Plasma surrounds the white and red blood cells accounting for slightly more than half of your total blood volume. It is the home of the “secretome,” a host of proteins that serve as inter-cell communicators. These proteins are the foot soldiers in both homeostasis and disease, carrying messages from one area of the body to another. While we have studied these messengers in isolation, we are only beginning to look at them dynamically, how they change over time and their relationship to one another. Looking at the interactions opens up a new world of understanding.
Using about 5,500 plasma sample of Icelanders [1] researchers characterized the plasma proteins based on their physical similarity and the presence with other serum proteins, their "known associates." These protein characterizations formed a network contained 27 different modules, encompassing 85% of the proteins present.
- Modules had distinct, although overlapping, functions.
- Modules reflected protein contributions from a variety of tissues sources; there was no sole contributor.
- Within the module, one protein was identified as the "hub," reflecting “the collective behavior” of the module to a higher degree than others within the grouping.

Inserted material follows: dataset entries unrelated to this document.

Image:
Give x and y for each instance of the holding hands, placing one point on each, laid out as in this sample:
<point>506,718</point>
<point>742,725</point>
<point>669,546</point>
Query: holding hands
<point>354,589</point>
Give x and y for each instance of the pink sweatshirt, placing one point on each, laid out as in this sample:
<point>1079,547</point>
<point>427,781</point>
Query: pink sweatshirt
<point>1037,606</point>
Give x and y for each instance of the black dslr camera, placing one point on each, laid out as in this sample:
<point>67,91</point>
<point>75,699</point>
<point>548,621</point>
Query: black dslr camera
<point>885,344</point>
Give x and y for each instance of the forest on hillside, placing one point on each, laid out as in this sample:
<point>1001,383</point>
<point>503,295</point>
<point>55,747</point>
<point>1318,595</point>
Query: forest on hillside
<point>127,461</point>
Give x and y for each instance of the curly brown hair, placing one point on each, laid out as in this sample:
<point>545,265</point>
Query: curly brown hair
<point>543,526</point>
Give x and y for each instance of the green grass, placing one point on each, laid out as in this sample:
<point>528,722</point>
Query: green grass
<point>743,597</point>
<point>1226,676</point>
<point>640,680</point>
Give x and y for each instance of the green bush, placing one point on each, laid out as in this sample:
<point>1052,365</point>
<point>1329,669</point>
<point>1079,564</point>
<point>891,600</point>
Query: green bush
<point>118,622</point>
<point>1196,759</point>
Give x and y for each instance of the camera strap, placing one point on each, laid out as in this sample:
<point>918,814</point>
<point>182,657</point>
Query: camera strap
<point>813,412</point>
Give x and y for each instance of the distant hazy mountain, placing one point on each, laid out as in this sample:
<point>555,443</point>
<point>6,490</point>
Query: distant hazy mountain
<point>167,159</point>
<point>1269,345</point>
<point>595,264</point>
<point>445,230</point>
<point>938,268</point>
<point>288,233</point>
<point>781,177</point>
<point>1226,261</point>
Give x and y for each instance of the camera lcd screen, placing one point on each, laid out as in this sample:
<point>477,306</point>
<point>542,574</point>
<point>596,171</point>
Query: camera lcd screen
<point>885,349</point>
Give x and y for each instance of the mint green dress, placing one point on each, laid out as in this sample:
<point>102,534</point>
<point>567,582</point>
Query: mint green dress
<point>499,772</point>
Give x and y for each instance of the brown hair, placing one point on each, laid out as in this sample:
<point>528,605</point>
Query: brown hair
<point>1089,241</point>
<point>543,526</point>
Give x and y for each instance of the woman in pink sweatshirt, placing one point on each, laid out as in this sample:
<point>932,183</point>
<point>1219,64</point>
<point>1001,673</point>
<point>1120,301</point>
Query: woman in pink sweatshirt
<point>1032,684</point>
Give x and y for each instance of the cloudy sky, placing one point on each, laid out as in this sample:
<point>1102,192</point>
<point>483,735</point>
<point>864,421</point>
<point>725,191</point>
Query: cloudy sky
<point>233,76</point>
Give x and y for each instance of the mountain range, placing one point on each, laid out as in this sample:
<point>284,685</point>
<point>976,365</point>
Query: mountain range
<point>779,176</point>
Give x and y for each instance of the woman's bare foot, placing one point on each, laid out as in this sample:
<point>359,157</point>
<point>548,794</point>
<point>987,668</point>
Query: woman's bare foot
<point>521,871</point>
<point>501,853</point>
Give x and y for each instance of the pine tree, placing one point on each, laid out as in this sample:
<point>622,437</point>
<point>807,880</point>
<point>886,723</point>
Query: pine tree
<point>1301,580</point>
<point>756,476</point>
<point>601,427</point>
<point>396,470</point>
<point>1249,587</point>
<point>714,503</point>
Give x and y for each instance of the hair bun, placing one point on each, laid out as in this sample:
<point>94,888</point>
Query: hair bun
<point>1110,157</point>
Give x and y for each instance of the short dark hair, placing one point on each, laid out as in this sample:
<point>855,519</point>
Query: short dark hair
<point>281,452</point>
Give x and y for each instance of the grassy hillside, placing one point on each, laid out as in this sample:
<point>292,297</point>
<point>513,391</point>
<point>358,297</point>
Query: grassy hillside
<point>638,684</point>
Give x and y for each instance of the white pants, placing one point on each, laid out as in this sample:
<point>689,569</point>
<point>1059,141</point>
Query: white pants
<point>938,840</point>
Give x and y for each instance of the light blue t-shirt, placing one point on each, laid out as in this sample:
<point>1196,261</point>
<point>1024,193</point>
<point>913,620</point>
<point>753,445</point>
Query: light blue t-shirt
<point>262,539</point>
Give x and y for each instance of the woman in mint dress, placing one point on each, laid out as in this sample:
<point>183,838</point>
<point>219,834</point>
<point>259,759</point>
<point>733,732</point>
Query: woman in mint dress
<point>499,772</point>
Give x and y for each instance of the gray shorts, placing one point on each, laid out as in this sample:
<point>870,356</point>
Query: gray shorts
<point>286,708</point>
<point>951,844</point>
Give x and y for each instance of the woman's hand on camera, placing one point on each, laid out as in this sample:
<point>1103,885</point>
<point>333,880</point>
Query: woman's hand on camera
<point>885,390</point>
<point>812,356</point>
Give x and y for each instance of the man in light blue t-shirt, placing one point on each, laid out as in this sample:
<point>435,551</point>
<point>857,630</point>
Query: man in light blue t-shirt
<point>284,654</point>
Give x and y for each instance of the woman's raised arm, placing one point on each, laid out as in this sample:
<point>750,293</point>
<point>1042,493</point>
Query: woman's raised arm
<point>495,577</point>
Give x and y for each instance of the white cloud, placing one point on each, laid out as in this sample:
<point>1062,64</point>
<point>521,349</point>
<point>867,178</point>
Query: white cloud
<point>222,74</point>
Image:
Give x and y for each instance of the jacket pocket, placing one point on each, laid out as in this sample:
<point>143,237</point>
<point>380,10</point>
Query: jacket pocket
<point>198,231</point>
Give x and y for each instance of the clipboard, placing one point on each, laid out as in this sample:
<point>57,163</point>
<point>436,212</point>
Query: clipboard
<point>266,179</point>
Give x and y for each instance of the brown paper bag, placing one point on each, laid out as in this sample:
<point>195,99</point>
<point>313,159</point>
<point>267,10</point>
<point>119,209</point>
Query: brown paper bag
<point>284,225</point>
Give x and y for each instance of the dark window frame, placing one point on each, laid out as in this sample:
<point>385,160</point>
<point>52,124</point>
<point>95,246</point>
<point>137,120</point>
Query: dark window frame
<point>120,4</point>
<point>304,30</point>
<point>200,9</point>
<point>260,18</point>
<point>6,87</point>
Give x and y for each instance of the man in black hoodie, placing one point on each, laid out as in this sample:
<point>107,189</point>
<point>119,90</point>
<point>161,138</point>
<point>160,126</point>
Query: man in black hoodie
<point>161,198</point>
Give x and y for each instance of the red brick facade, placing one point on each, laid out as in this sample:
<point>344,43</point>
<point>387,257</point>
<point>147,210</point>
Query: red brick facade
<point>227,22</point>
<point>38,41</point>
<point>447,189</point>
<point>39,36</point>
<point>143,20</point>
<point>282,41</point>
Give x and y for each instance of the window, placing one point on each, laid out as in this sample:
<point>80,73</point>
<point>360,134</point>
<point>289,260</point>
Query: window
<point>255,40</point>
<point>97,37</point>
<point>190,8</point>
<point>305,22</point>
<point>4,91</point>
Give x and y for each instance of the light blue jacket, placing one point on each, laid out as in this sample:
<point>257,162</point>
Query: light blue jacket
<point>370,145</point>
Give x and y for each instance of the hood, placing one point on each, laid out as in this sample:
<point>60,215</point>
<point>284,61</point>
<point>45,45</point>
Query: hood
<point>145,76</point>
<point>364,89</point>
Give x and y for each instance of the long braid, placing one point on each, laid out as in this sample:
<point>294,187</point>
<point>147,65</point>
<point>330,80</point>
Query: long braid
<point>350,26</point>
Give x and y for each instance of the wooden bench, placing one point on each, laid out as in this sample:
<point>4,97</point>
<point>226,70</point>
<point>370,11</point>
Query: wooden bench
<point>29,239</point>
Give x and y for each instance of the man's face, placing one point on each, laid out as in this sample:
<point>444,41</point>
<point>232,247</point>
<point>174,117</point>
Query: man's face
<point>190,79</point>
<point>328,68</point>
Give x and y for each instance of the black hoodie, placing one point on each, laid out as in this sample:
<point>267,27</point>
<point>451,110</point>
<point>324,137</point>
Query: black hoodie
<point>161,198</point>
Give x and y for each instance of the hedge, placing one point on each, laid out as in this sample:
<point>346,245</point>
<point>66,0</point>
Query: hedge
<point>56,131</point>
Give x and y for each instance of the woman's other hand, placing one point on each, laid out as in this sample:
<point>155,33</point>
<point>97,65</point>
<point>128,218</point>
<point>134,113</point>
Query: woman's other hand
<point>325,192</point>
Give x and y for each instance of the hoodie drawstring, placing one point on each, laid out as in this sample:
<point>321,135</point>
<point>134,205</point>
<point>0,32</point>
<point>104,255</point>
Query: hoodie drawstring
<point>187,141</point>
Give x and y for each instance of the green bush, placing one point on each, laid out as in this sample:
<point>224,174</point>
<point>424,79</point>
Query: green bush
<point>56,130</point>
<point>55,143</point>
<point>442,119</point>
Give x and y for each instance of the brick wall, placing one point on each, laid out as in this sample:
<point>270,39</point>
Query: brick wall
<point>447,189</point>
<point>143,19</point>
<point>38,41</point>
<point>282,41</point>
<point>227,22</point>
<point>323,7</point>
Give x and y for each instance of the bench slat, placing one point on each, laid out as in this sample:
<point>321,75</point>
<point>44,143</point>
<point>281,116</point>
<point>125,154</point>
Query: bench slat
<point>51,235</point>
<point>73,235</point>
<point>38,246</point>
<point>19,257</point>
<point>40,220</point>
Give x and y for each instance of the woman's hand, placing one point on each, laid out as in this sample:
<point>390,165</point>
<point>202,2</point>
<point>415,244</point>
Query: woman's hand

Using the participants' medical information, the researchers were able to associate the protein modules with diseases, like heart failure and type 2 diabetes. While some modules were not associated with any disease, others were associated with some or all. Then using the participants genomic information (another application of GWAS) they found that specific areas of the genome regulated messenger proteins of the same cluster – raising the possibility that variations in our DNA sequence shape our network, our secrotome.
Conjecture
Let me take these findings and speculate as a clinician, on how this knowledge reflects and alters our understanding of the underlying cause of disease. First, genetics plays a role in the expression of our chemical “sensors and integrators of complex disease.” Second, we can stratify those sensors and integrators into groups with similar functions. Third, the presence or absence of these functional clusters is associated with specific diseases.
Could the genetic variations, and each of us in unique in our secretome profile, be our predisposition to disease? Consider this example. Our arteries are not inert tubes, but are dynamic structures, rebuilding themselves continually. What if there was just a slight change in the chemical signals involved in the rebuilding; and as a result, the rebuilt artery was every so slightly weaker. Now add in another variable, like hypertension where the pressure inside the weakened artery is increased. The combined effect of an ever so subtle genetic variation and high blood pressure would become expressed phenotypically as an aortic aneurysm, a bulging of the artery's weakened wall. Or perhaps it is not high blood pressure, but stress and the release of hormones that cause our blood pressure to be higher. A recognition that a genetic variation results in the predisposition to specific a disease and is not the cause of the disease helps to explain a host of contradictory findings - disease is a result of interactions, and some of the phenotypes we use are too heterogeneous, we continue to compare apples to oranges.
The network uncovered by the researchers reveals different associations and can provide us with biomarkers of disease predisposition. Introducing the relationships of genetics, signals and phenotypic disease brings us deeper into the mystery of how we age.
[1] Part of a prospective study of aging, these participants are “deeply phenotyped and genotyped.”